POSIX Limitations in FUSE

Because GlusterFS (and thus CloudFS) is based on FUSE, people often bring up the issue of FUSE limitations. Most often their concerns are about performance, and I think those concerns are a bit misplaced. Modern versions of FUSE do quite well, and Sage Weil even points out that some FUSE filesystems such as PLFS significantly outperform their native cousins for many important workloads. FUSE performance is fine, especially for a horizontally scalable distributed filesystem. As Sage also points out, though, there are some functional issues with FUSE. I think he overestimates the importance of integrating tightly with the kernel for memory management and cache coherency, but the problems are there and so I think it’s worthwhile to understand where the “rough edges” are. This post is my attempt to put together a list of ways in which FUSE filesystems might violate either POSIX standards or people’s expectations based on those standards. Here are the first few things that come to mind. Many thanks to Anand Avati @ Gluster for re-explaining some of these to me, providing updated information about others, and helping to fill out the list.

  • Shared writable mmap
    This is the best known FUSE limitation, because it really does bring the coherency and memory-management issues to the fore. Nonetheless, versions of FUSE since Linux kernel 2.6.27 do support it. I happen to believe shared writable mmap is something you shouldn’t be doing on a distributed filesystem because it will never perform well and introduces some extremely nasty fault-handling problems, but for some people it’s still a real issue and not solved in the versions of FUSE that they have.
  • Atomic rename
    This is more of a distributed-filesystem issue generally, but there is a FUSE component to it as well. In a nutshell, the problem is that POSIX requires that if a file exists at a certain path before a rename, then users must be able to open that file at any point even if it’s the subject of a rename.
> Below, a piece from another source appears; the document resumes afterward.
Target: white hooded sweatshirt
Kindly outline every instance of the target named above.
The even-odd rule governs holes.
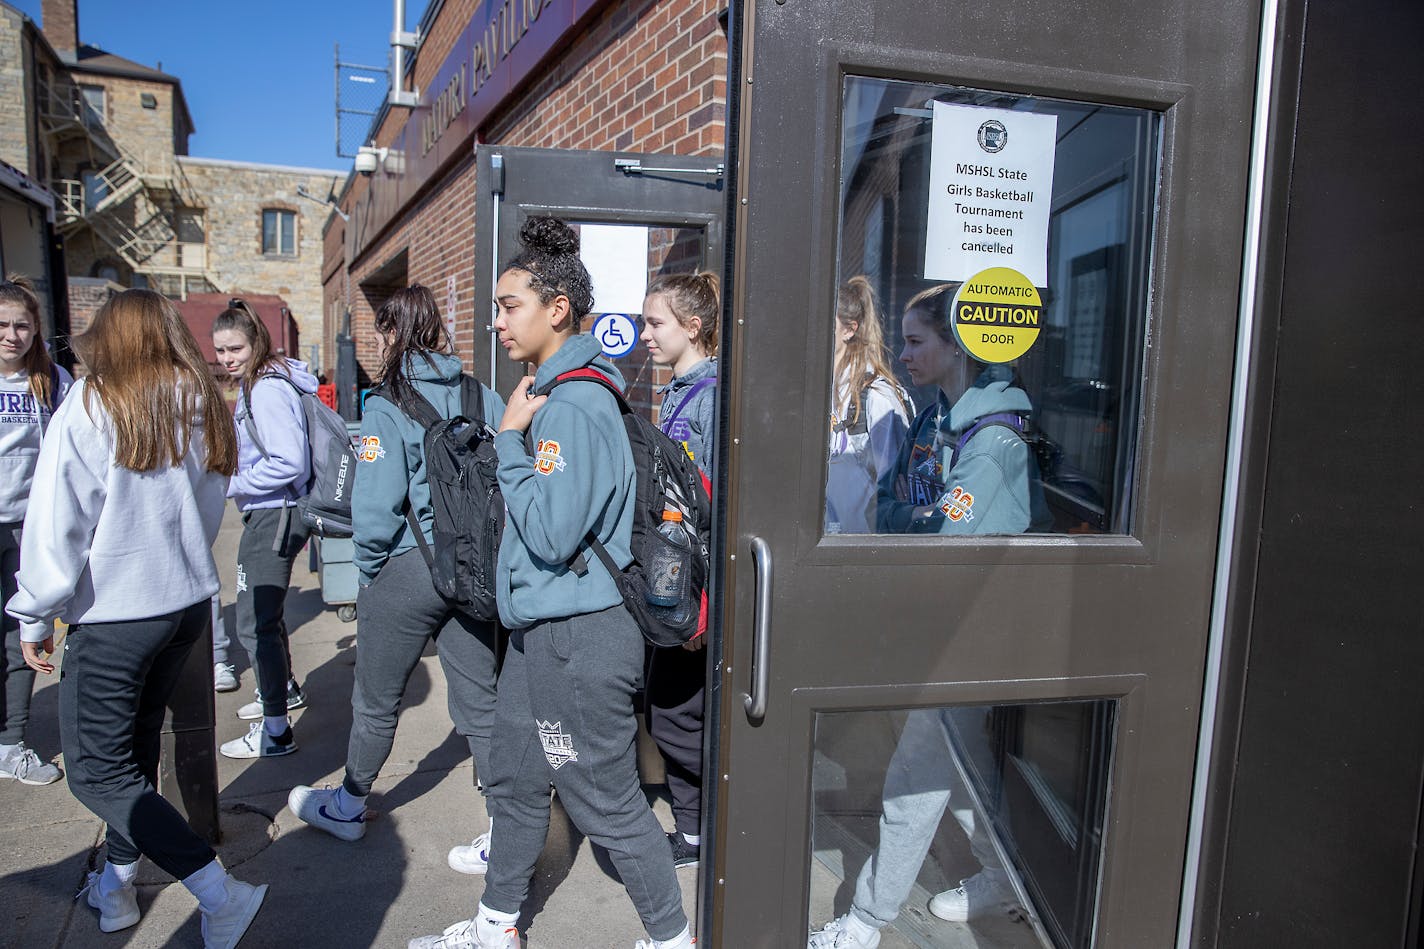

Unfortunately, since FUSE uses a handle-based interface, the open is actually in two parts – first a lookup to get the handle, then the open itself. The file could be renamed away in between, causing a POSIX-violating failure on the second part. This is really hard to address without speculatively locking the entire directory, which is just nasty in a whole bunch of ways.
  • Forgetting inodes
    Kernels have the right to evict inodes from their caches under pressure, but this can introduce a problem if the inode evicted on a server is still in use on a client. The result is a spurious ENOENT error on the client. Again, FUSE has actually addressed this – long before the mmap fixes, in fact – with some callbacks to notify user space, but these callbacks are not widely used and GlusterFS specifically doesn’t have those hooks yet. NFS doesn’t always handle these cases well either, by the way.
  • O_DIRECT
    OK, this one’s not POSIX, but still. FUSE actively filters out O_DIRECT flags, for reasons that escape me at the moment. Gluster has a FUSE patch that will turn O_DIRECT into something else that FUSE does support and that’s nearly equivalent, and just yesterday Anand Avati submitted a second patch that is even more fully integrated with the rest of how FUSE works, so maybe soon people won’t have to choose between stock FUSE and FUSE that supports O_DIRECT.
  • Now, I know this list is incomplete. Are there any other areas people can think of where FUSE filesystems can’t do things that in-kernel filesystems can? Please let me know in the comments so we can have a comprehensive list and point people to it when they ask.

 

2 Responses

You can follow any responses to this entry through the RSS 2.0 feed.

Both comments and pings are currently closed.

  1. Jeff Darcy says:

    The folks in #gluster immediately pounced on another FUSE issue: auxiliary GIDs. There’s just no place for them in the FUSE API, so Gluster had to work around the limitation by reading /proc/$pid/status and parsing the result into a list. I guess it works, but it’s certainly less efficient than how a kernel filesystem can deal with the same issue.

  2. Stef Bon says:

    FUSE not aware of inotify.

    Setting a watch on a FUSE filesystem works, and changes are reported as long they are performed on the mounted fs.

    But when something changes in the backend, which can happen when it’s shared, it’s not reported. This is due to the fact that FUSE is not aware an inotify watch is set on an inode. When FUSE “knows” that, it can watch the corresponding item in the backend and react on that, and make the VFS aware something has changed.